My laboratory is interested in mechanisms and therapy of cancers. In the past years, I have been working on different types of hematologic and solid cancers. Most lymphomas, but also an increasing number of solid tumors, are characterized by defined chromosomal translocations. The products of such translocations control tumor growth, confer precise biological characteristics to the tumors and can be targeted by specific therapies. In lymphoma, the translocations involving the Anaplastic Lymphoma Kinase (ALK) gene are characteristic of Anaplastic Large Cell Lymphoma (ALCL), but were recently found also in Non-Small Cell Lung Cancers (NSCLC) and other type of solid tumors. We have extensively studied the role of ALK in lymphoma and discovered multiple pathways essential to induce cellular transformation. By exploiting xenografts and mouse models for ALCL and NSCLC, and also neuroblastoma, we want to define relevant mechanisms of ALK-mediated transformation in vivo but also to validate therapeutic approaches to target ALK in such cancers. We are currently implementing innovative therapies such as ALK inhibitors, ALK-targeted siRNA and ALK-directed cancer immunotherapy. In this context, we developed a vaccination protocol that generates a strong ALK-specific immunization and seek to explore its potential use in clinical protocols.

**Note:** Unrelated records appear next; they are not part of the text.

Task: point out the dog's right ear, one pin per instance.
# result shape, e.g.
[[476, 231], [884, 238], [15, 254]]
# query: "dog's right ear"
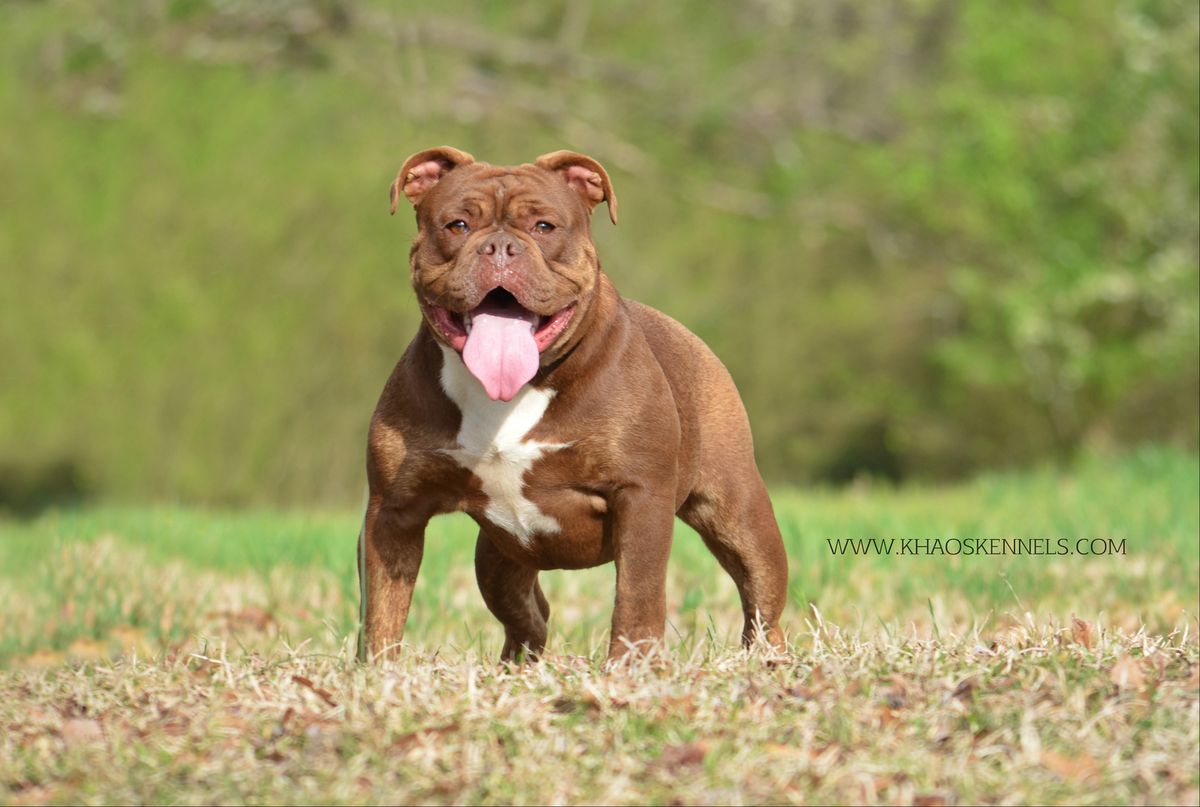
[[423, 172]]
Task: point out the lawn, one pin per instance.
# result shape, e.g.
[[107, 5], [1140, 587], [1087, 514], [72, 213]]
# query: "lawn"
[[174, 655]]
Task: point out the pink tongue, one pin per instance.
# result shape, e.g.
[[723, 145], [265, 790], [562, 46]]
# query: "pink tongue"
[[501, 352]]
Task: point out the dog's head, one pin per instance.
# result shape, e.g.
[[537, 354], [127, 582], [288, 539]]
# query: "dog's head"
[[503, 263]]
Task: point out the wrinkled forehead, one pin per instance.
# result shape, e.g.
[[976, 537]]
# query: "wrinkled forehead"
[[485, 190]]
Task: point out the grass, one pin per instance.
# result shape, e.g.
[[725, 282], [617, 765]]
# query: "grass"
[[167, 655]]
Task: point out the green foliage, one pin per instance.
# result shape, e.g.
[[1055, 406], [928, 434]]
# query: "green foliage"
[[927, 237]]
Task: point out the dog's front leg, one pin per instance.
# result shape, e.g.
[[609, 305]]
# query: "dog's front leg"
[[643, 521], [390, 549]]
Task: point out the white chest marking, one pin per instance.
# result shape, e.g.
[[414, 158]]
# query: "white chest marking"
[[491, 446]]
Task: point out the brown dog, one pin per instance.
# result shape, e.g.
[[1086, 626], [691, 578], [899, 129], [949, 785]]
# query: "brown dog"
[[571, 424]]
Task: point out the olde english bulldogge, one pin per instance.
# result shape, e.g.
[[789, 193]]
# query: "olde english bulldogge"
[[571, 424]]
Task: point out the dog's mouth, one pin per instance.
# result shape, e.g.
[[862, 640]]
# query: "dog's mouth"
[[501, 340], [456, 327]]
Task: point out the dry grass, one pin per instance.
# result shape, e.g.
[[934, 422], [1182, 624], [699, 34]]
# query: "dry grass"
[[175, 656], [1029, 710]]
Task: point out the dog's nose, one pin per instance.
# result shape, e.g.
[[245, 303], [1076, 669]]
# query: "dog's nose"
[[501, 246]]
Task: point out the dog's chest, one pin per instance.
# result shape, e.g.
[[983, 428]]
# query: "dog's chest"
[[491, 443]]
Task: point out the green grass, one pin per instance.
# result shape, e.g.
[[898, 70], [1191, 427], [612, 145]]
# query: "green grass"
[[175, 655]]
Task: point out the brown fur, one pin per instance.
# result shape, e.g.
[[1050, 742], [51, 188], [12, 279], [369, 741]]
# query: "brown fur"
[[655, 425]]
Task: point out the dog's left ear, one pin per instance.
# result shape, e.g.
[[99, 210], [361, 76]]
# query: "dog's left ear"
[[423, 172], [585, 175]]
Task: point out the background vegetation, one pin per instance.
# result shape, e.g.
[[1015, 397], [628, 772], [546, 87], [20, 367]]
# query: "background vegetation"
[[927, 237]]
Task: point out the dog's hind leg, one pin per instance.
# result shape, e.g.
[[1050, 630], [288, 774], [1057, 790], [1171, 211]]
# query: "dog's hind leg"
[[738, 526], [513, 595]]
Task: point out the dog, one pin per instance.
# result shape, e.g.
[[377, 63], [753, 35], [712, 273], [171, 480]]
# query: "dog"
[[570, 423]]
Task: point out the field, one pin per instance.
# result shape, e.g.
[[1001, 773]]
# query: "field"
[[166, 655]]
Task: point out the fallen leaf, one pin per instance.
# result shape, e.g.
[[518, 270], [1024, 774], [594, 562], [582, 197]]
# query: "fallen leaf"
[[317, 691], [79, 730], [685, 754], [1074, 769], [88, 650], [1126, 674], [1081, 632], [406, 741], [585, 705]]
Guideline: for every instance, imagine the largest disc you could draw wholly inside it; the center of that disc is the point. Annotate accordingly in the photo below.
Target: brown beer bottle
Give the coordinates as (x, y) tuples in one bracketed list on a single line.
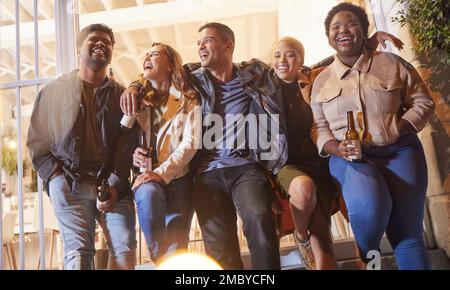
[(353, 136)]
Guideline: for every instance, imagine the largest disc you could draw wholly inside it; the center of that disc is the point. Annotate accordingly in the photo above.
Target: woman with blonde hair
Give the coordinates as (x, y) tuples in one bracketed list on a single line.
[(164, 139), (305, 177)]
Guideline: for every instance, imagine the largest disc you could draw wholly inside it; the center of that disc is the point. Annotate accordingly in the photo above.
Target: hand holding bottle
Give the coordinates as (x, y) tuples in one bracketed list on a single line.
[(140, 157)]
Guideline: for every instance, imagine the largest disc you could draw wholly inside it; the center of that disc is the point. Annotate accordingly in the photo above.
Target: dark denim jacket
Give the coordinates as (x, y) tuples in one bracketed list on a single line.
[(57, 125), (265, 92)]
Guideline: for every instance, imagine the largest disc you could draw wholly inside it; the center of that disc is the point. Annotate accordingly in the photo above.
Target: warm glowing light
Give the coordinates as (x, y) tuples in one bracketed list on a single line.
[(188, 261), (12, 144)]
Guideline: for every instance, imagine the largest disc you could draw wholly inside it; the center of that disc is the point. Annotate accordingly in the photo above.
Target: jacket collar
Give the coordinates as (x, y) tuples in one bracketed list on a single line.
[(106, 81), (362, 64)]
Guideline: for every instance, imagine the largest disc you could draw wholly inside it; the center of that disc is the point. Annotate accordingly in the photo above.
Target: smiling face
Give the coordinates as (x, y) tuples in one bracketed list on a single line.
[(213, 50), (286, 61), (346, 34), (157, 64), (96, 49)]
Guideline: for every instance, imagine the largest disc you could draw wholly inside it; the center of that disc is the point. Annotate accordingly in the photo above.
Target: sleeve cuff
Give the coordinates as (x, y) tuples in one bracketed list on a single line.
[(165, 177)]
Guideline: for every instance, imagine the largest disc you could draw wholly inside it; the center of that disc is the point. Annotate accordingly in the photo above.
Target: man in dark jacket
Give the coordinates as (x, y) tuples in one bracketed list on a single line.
[(73, 140), (240, 103)]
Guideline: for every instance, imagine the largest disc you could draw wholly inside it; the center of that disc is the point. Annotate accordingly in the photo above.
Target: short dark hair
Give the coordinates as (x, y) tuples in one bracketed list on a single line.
[(356, 10), (224, 31), (100, 27)]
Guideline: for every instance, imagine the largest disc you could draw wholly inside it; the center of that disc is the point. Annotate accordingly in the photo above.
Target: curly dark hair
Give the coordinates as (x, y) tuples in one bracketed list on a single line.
[(355, 10), (100, 27)]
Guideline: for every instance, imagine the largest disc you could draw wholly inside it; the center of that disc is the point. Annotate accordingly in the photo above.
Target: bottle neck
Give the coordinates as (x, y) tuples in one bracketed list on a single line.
[(350, 121)]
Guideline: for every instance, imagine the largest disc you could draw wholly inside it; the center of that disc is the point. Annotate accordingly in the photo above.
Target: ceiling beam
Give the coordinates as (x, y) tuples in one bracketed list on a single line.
[(8, 9)]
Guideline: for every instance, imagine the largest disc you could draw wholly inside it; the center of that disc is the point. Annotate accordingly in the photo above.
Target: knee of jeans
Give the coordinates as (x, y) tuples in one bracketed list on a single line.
[(123, 244), (149, 192), (78, 259)]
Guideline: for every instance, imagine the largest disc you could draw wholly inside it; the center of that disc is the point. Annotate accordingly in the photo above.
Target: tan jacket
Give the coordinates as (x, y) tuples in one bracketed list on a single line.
[(380, 89), (178, 137)]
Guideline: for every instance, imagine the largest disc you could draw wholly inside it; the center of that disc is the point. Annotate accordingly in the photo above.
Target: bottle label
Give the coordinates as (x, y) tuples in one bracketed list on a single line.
[(148, 166), (357, 145)]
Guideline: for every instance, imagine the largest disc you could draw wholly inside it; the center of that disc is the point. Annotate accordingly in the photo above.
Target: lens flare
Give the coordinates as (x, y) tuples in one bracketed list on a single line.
[(188, 261), (12, 144)]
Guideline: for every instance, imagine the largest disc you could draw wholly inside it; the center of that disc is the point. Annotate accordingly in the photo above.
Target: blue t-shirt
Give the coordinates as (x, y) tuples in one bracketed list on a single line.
[(232, 104)]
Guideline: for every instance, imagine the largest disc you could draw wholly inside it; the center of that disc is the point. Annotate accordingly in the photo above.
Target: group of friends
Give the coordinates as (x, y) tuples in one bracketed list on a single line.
[(76, 141)]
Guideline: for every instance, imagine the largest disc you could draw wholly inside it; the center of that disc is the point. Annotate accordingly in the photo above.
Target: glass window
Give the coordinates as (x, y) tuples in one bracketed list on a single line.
[(8, 46)]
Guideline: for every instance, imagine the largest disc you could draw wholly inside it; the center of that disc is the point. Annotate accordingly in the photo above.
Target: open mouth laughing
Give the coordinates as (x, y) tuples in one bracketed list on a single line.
[(344, 40)]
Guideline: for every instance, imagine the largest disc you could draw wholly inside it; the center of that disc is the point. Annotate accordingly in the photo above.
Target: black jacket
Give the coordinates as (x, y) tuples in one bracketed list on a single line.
[(56, 132)]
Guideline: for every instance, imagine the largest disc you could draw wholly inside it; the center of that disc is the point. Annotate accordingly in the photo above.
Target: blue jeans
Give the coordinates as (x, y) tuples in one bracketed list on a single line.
[(76, 215), (165, 213), (386, 192)]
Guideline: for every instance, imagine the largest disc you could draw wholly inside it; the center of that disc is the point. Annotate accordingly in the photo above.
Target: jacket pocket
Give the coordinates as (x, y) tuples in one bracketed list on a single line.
[(388, 96)]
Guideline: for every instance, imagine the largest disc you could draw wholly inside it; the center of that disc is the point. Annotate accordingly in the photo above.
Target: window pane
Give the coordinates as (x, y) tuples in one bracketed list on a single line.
[(8, 45)]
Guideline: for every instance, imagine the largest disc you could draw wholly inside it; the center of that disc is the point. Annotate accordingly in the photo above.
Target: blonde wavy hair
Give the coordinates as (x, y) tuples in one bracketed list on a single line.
[(295, 43)]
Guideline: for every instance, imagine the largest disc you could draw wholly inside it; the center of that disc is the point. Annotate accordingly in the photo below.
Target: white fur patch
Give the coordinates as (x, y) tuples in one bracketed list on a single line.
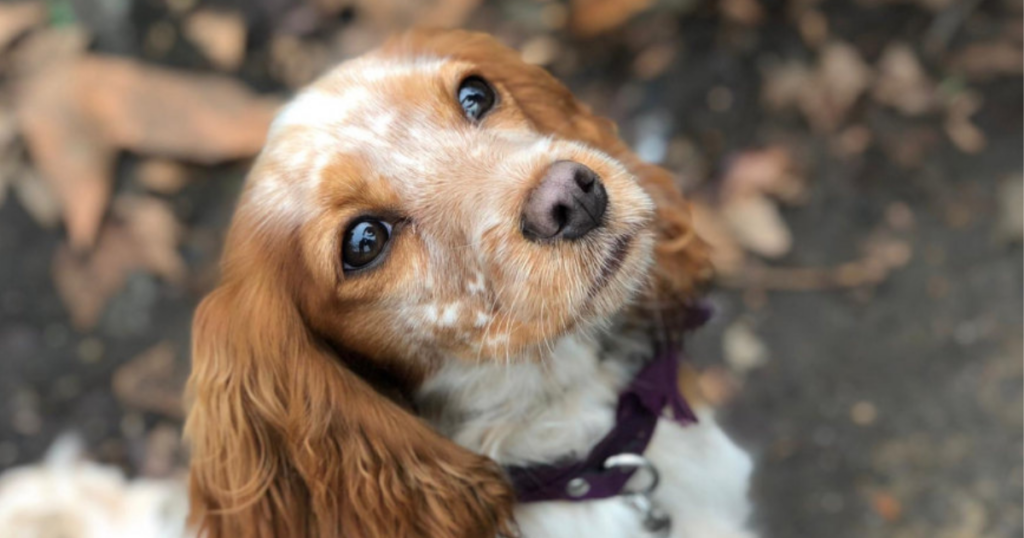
[(541, 412)]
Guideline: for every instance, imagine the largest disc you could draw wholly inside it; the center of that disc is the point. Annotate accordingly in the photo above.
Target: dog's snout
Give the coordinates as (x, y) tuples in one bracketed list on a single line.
[(568, 203)]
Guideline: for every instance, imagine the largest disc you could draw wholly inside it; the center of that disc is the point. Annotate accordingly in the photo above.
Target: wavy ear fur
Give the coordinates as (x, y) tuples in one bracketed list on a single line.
[(683, 258), (287, 442)]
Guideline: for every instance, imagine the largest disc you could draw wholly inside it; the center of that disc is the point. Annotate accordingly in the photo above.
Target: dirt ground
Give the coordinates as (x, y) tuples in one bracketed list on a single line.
[(867, 342)]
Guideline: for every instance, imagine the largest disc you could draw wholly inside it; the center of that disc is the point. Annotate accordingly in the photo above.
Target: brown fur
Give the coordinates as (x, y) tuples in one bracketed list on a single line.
[(299, 423)]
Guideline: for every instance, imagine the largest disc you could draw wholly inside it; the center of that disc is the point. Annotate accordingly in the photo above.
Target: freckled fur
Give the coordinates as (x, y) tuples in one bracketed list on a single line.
[(305, 378)]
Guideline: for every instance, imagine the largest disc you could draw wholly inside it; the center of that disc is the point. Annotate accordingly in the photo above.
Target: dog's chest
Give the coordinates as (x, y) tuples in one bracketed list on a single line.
[(532, 413)]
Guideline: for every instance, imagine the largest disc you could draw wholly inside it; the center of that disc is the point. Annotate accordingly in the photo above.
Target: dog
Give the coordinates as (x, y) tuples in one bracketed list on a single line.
[(441, 281)]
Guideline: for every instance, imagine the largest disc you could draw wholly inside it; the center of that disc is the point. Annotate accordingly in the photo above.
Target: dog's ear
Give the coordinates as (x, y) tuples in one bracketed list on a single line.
[(287, 441), (683, 259)]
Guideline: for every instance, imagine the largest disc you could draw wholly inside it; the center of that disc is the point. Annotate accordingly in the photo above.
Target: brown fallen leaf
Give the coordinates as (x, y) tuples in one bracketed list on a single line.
[(86, 282), (76, 115), (35, 196), (18, 17), (770, 170), (221, 36), (823, 94), (745, 12), (590, 17), (153, 381), (540, 50), (958, 126), (162, 175), (45, 47), (902, 83), (751, 183), (727, 255), (157, 234), (757, 223), (143, 236), (813, 27), (718, 385), (983, 61), (842, 78), (887, 505), (395, 14), (1011, 220), (742, 348), (883, 256)]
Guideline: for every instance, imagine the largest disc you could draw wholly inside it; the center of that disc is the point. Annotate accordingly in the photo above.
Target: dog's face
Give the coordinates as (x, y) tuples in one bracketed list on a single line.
[(436, 199), (437, 218)]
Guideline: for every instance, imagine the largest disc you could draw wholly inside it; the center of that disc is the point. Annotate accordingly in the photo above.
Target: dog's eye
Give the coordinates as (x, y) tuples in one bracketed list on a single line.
[(476, 97), (365, 241)]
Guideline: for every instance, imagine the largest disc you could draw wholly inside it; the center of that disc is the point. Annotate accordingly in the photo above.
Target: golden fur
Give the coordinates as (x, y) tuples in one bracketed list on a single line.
[(300, 423)]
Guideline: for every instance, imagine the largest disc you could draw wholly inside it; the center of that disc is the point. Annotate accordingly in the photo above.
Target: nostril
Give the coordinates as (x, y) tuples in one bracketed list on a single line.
[(561, 215), (568, 202), (585, 179)]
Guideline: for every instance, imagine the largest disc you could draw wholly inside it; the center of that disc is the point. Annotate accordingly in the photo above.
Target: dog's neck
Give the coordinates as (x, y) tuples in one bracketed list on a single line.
[(536, 412)]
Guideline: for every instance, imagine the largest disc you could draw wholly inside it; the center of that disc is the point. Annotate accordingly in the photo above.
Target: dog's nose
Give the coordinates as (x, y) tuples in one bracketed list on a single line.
[(568, 203)]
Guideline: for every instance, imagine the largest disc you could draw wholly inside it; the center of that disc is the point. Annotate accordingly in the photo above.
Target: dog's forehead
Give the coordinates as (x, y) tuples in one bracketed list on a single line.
[(359, 91)]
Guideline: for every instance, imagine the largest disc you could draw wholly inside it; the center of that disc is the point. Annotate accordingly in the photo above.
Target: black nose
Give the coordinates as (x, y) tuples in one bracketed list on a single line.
[(568, 203)]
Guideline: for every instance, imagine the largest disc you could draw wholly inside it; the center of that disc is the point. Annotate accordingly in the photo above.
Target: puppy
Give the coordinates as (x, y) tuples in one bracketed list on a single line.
[(441, 294)]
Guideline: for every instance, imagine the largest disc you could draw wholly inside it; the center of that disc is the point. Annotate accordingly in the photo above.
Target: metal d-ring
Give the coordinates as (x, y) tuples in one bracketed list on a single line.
[(636, 461), (654, 520)]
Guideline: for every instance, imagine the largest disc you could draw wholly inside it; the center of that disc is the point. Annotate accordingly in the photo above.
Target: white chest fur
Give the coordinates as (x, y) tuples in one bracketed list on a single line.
[(540, 412)]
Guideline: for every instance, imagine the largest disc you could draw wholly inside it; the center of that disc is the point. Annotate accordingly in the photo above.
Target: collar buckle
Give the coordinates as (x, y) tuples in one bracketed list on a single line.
[(654, 520)]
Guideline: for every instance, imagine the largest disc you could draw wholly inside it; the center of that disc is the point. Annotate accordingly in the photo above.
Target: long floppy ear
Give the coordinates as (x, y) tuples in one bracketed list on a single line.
[(287, 442), (683, 258)]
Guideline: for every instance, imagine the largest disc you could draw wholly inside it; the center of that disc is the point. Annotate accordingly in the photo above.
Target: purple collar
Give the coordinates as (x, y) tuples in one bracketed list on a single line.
[(653, 388)]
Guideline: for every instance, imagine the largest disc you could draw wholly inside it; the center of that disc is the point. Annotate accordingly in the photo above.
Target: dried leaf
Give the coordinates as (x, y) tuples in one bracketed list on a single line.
[(47, 47), (824, 94), (396, 14), (162, 175), (742, 347), (770, 170), (86, 282), (887, 505), (727, 255), (157, 234), (745, 12), (78, 114), (37, 199), (1011, 222), (983, 61), (153, 381), (842, 78), (590, 17), (143, 236), (758, 225), (902, 83), (718, 385), (958, 126), (221, 36), (540, 50), (18, 17)]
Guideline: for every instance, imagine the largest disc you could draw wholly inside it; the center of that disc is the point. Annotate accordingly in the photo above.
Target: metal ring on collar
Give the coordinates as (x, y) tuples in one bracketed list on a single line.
[(629, 460)]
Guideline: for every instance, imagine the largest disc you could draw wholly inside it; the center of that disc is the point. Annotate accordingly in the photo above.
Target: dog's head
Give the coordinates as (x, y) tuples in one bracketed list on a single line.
[(436, 200)]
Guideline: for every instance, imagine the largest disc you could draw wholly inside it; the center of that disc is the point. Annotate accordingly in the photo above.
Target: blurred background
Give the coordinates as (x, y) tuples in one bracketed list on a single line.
[(857, 166)]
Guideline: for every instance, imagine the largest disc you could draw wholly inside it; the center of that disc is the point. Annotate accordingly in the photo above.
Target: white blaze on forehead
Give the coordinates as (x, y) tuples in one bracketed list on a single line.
[(450, 315), (476, 285), (481, 319), (347, 93)]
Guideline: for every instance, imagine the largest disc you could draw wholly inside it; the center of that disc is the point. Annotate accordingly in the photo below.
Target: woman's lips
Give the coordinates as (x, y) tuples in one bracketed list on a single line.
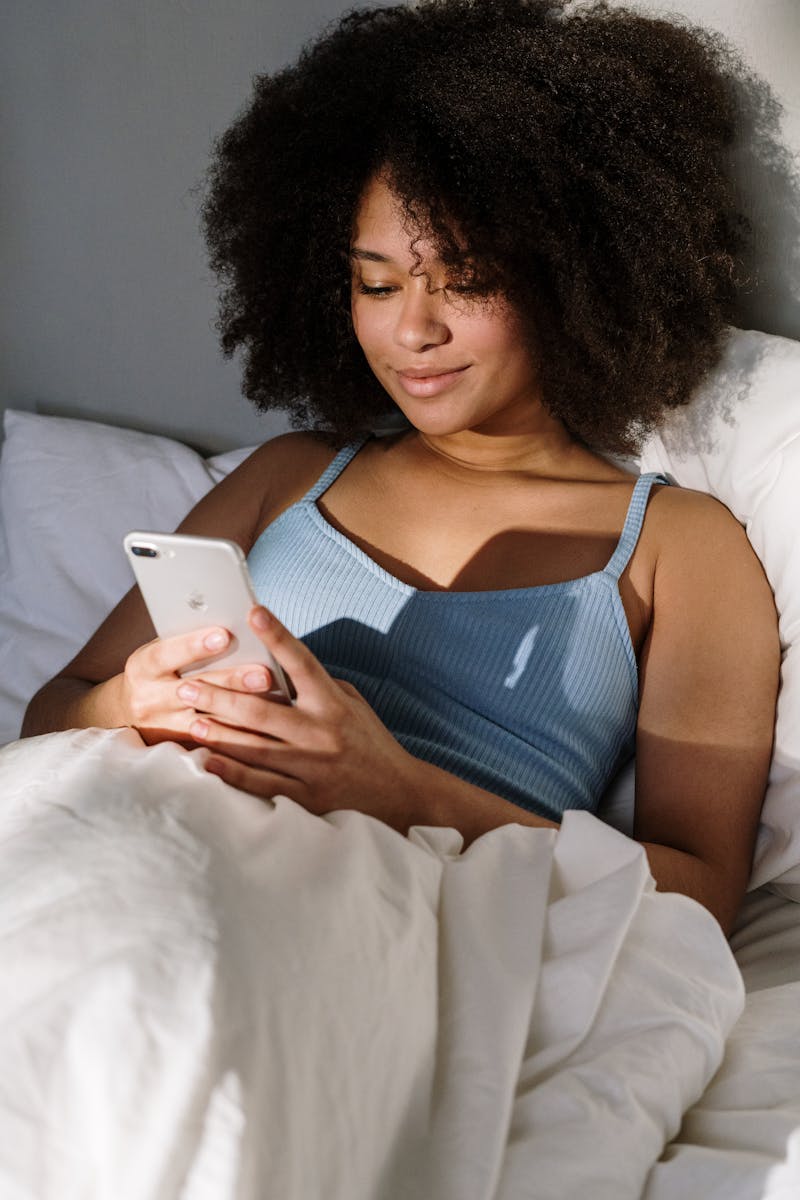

Another main focus of the lab is to elucidate the mechanisms that govern the formation of chromosomal translocations in normal and neoplastic cells. In collaboration with other researches, we developed a method to map translocations at a genome-wide level, thus initiating a series of studies aimed at defining general rules for translocation formation, focusing on how transcription, DNA Double Strand Breaks (DBSs) availability and position, tissue specificity and other nuclear or DNA repair factors can influence the type and the frequency of translocations found in human cancers.
One more line of research in the lab is devoted to the discovery of novel genetic lesions in lymphoma and solid tumors, by modern techniques of next-generation sequencing. In particular, we recently co-discovered mutations in FBXO11, a gene involved in the degradation of BCL6 in human lymphomas. We aim at expanding these findings to other lymphomas or solid tumors, and at generating mouse models to uncover the roles of these genes in normal B cell development and lymphoma formation.